昔から、お祭りや駄菓子屋さんで見かける、懐かしい飲み物のラムネは、日本ではいつ頃、どこで、作られたのでしょうか?

日本でのラムネの発祥は不明!
 
レモネードが訛ってラムネになった!
 
日本に伝わった年代は不明だけど、開国頃!
 
ご存知の通り、現在、日本のラムネと北米のレモネードは、味も見た目も成分も待ったく異なる飲み物です。それぞれ、飲み物としての定義は次の通りです。
レモネードとは?
「レモン果汁+ 砂糖+ 水/炭酸水」を混ぜた飲み物のこと。
 
ラムネとは?
「砂糖+ 炭酸水+ 酒石酸/クエン酸+ レモンの香料」を加えた飲み物のこと。
 

ラムネはいつ頃作られたの?

実は、いつどこで作られたのは、はっきりとした経緯は判明していません。
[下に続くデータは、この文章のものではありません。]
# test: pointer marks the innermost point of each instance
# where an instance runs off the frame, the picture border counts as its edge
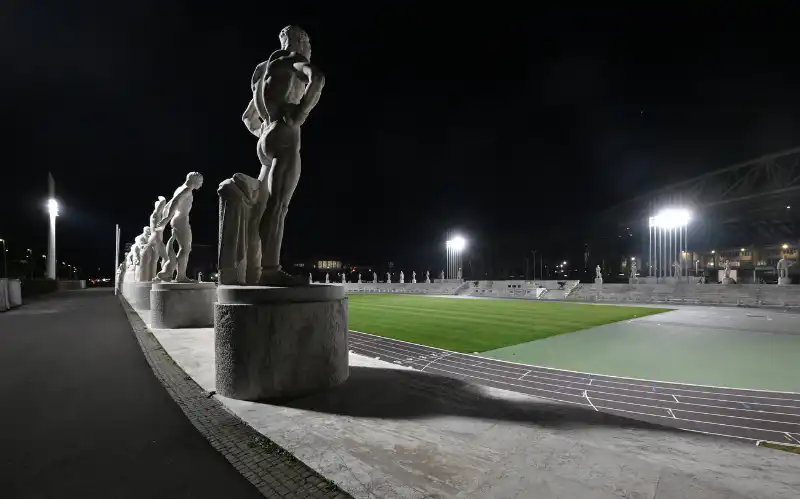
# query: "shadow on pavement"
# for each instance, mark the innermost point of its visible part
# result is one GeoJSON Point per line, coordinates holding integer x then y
{"type": "Point", "coordinates": [403, 394]}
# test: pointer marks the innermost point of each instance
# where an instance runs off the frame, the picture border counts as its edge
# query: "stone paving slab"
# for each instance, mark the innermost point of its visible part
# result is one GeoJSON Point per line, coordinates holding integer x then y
{"type": "Point", "coordinates": [273, 470]}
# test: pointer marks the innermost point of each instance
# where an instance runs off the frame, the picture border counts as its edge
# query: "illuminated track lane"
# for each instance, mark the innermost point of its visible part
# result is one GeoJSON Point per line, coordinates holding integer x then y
{"type": "Point", "coordinates": [738, 413]}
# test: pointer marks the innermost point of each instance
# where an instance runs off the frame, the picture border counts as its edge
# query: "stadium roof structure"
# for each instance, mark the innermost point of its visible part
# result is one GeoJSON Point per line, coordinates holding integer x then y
{"type": "Point", "coordinates": [756, 202]}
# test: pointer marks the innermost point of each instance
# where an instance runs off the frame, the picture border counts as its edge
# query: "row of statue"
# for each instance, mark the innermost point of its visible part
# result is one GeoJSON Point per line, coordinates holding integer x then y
{"type": "Point", "coordinates": [402, 280]}
{"type": "Point", "coordinates": [148, 252]}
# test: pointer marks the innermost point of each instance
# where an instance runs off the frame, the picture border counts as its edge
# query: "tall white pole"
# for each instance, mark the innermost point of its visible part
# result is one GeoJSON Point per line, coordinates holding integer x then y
{"type": "Point", "coordinates": [116, 261]}
{"type": "Point", "coordinates": [51, 240]}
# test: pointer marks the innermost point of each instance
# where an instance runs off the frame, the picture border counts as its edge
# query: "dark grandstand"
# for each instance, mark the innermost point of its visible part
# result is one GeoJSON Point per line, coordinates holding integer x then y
{"type": "Point", "coordinates": [751, 204]}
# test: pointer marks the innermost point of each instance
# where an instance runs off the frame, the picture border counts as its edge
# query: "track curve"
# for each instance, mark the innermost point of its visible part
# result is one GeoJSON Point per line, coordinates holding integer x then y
{"type": "Point", "coordinates": [731, 412]}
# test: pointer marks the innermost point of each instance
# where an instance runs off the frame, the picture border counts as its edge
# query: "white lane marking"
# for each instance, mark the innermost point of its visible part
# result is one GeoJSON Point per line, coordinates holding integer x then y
{"type": "Point", "coordinates": [590, 402]}
{"type": "Point", "coordinates": [560, 392]}
{"type": "Point", "coordinates": [579, 372]}
{"type": "Point", "coordinates": [435, 359]}
{"type": "Point", "coordinates": [532, 377]}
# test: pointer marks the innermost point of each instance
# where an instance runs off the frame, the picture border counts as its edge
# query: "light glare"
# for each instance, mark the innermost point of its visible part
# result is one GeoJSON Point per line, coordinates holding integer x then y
{"type": "Point", "coordinates": [671, 218]}
{"type": "Point", "coordinates": [458, 243]}
{"type": "Point", "coordinates": [52, 207]}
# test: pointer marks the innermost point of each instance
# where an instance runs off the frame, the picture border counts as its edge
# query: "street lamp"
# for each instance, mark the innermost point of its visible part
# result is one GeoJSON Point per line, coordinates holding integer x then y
{"type": "Point", "coordinates": [5, 258]}
{"type": "Point", "coordinates": [454, 248]}
{"type": "Point", "coordinates": [52, 209]}
{"type": "Point", "coordinates": [668, 240]}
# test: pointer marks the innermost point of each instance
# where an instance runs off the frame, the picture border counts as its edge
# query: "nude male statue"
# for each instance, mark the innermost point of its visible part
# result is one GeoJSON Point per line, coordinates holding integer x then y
{"type": "Point", "coordinates": [285, 88]}
{"type": "Point", "coordinates": [157, 234]}
{"type": "Point", "coordinates": [176, 213]}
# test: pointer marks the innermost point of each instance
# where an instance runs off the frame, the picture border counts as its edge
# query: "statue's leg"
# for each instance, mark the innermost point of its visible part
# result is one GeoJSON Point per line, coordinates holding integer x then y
{"type": "Point", "coordinates": [285, 176]}
{"type": "Point", "coordinates": [184, 236]}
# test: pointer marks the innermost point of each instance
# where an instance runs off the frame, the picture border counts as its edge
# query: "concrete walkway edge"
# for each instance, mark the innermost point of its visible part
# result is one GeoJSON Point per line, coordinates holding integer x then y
{"type": "Point", "coordinates": [272, 469]}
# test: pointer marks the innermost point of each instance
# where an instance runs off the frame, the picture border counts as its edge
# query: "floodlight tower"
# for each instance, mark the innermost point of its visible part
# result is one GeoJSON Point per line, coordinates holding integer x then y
{"type": "Point", "coordinates": [669, 240]}
{"type": "Point", "coordinates": [52, 209]}
{"type": "Point", "coordinates": [455, 247]}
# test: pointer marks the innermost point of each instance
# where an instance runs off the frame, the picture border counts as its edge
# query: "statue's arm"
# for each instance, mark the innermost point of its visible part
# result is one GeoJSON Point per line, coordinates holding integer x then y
{"type": "Point", "coordinates": [313, 91]}
{"type": "Point", "coordinates": [251, 119]}
{"type": "Point", "coordinates": [172, 206]}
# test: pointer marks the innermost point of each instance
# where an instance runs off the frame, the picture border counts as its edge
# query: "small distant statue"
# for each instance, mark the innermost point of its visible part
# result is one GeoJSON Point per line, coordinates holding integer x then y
{"type": "Point", "coordinates": [239, 250]}
{"type": "Point", "coordinates": [783, 268]}
{"type": "Point", "coordinates": [156, 238]}
{"type": "Point", "coordinates": [176, 213]}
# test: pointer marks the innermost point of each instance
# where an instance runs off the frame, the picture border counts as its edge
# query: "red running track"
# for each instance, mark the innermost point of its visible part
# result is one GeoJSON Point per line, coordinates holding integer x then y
{"type": "Point", "coordinates": [745, 414]}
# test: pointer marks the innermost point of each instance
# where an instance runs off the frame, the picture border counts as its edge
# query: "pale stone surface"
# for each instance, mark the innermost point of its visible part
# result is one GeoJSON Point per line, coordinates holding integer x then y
{"type": "Point", "coordinates": [393, 433]}
{"type": "Point", "coordinates": [182, 304]}
{"type": "Point", "coordinates": [239, 243]}
{"type": "Point", "coordinates": [176, 214]}
{"type": "Point", "coordinates": [276, 116]}
{"type": "Point", "coordinates": [137, 294]}
{"type": "Point", "coordinates": [279, 343]}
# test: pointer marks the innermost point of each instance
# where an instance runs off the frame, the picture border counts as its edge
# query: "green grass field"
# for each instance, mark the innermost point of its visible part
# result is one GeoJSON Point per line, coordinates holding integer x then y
{"type": "Point", "coordinates": [477, 325]}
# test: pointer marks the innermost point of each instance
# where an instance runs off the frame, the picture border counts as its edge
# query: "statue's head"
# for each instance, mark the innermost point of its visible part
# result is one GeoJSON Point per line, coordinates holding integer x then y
{"type": "Point", "coordinates": [194, 180]}
{"type": "Point", "coordinates": [294, 39]}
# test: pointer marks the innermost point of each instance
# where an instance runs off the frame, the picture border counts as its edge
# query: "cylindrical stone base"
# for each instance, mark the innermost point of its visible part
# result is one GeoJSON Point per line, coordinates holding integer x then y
{"type": "Point", "coordinates": [137, 294]}
{"type": "Point", "coordinates": [279, 343]}
{"type": "Point", "coordinates": [182, 304]}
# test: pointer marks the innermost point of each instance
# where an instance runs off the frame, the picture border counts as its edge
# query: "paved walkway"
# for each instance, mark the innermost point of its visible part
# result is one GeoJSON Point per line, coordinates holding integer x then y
{"type": "Point", "coordinates": [84, 416]}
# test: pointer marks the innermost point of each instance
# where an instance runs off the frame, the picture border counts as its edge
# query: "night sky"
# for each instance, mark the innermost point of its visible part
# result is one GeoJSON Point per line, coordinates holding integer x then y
{"type": "Point", "coordinates": [497, 124]}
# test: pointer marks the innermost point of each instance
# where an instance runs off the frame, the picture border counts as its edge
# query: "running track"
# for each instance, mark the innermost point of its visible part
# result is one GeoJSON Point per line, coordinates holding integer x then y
{"type": "Point", "coordinates": [744, 414]}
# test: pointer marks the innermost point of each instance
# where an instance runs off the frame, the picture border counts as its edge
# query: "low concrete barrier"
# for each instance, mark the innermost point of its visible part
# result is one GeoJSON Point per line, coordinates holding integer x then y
{"type": "Point", "coordinates": [10, 294]}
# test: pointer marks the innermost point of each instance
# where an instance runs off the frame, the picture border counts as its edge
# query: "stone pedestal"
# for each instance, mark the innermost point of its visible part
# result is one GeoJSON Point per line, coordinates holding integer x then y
{"type": "Point", "coordinates": [275, 343]}
{"type": "Point", "coordinates": [182, 304]}
{"type": "Point", "coordinates": [137, 294]}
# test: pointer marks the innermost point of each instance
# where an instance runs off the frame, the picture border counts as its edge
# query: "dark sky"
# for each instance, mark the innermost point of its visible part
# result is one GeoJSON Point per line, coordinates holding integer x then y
{"type": "Point", "coordinates": [497, 124]}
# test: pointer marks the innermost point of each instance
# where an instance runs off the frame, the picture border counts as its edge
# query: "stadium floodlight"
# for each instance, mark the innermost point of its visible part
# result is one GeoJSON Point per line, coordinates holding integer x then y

現在、はっきりしている、日本のラムネの歴史は次の通りです。

1850年頃
オランダから伝わった炭酸水を「オランダ水」と呼んでいました。これがラムネの始まりという説があります。
 
1853年
アメリカのペリーが来航したときに持ち込まれた炭酸水を「ポン水」「鉄砲水」とも呼ばれていました。この時にラムネが伝わったという説があります。
 
1868年(明治元年)
イギリス人のノースリー氏が、横浜で製造販売したのが日本で最初のラムネといわれている。
 
1868年
東京の築地居留地が開設したとき、入船町で中国人の蓮晶秦がキュウリの様な細長い瓶で売り始めます。蓮晶秦の下にいた鈴木乙松が独立して横浜で売り始めました。同時に神戸居留地も開設され、製造販売が行われました。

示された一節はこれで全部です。